Each account has its own deployment role with least-privilege permissions scoped to the resources Terraform manages. The networking account role can modify VPCs and Transit Gateway. It can’t touch RDS instances. The data account role is the inverse.
Pre-Commit Hooks
Every Terraform repository runs pre-commit hooks:
terraform fmt— consistent formatting, no style debates in reviewsterraform validate— catches syntax errors and missing provider configurationsterraform-docs— regenerates module documentation from variables, outputs, and descriptionstflint— provider-specific linting (deprecated arguments, invalid instance types)checkov— static security analysis (S3 buckets without encryption, security groups with 0.0.0.0/0)
These hooks run locally before every commit and again in CI as a gate.
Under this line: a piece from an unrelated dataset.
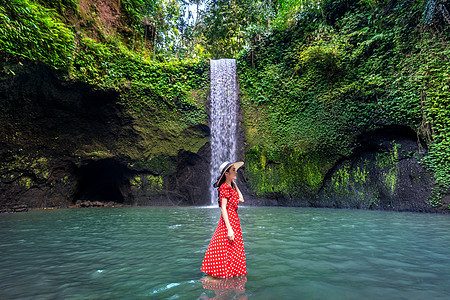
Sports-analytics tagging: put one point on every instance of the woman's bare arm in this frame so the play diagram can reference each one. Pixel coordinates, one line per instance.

The combination catches the vast majority of issues before a human reviewer even looks at the PR.
The AFT Pipeline
New accounts flow through Account Factory for Terraform. The process:
- A team submits a PR with an account request (email, name, OU, compliance tags)
- PR gets reviewed and merged
- AFT provisions the account through Control Tower
- Account customizations run automatically — VPC creation, Transit Gateway attachment, CloudTrail configuration, Security Hub enablement, IAM baseline roles
- The account appears in Identity Center with the appropriate permission sets
From PR to usable account takes about 30 minutes. The customizations are themselves Terraform modules — the same ones used for day-2 operations. No separate “account setup” scripts that drift from the main codebase.
What Makes It Work
The scale isn’t the hard part. 40 accounts with consistent patterns are easier to manage than 5 accounts with ad-hoc configurations. The discipline is what makes it work: versioned modules, isolated state, OIDC-only authentication, automated compliance checks, and a provisioning pipeline that enforces the same baseline everywhere.
Every shortcut — shared state files, inline resources instead of modules, manually provisioned accounts — becomes a liability at this scale. The upfront investment in structure pays for itself within the first quarter.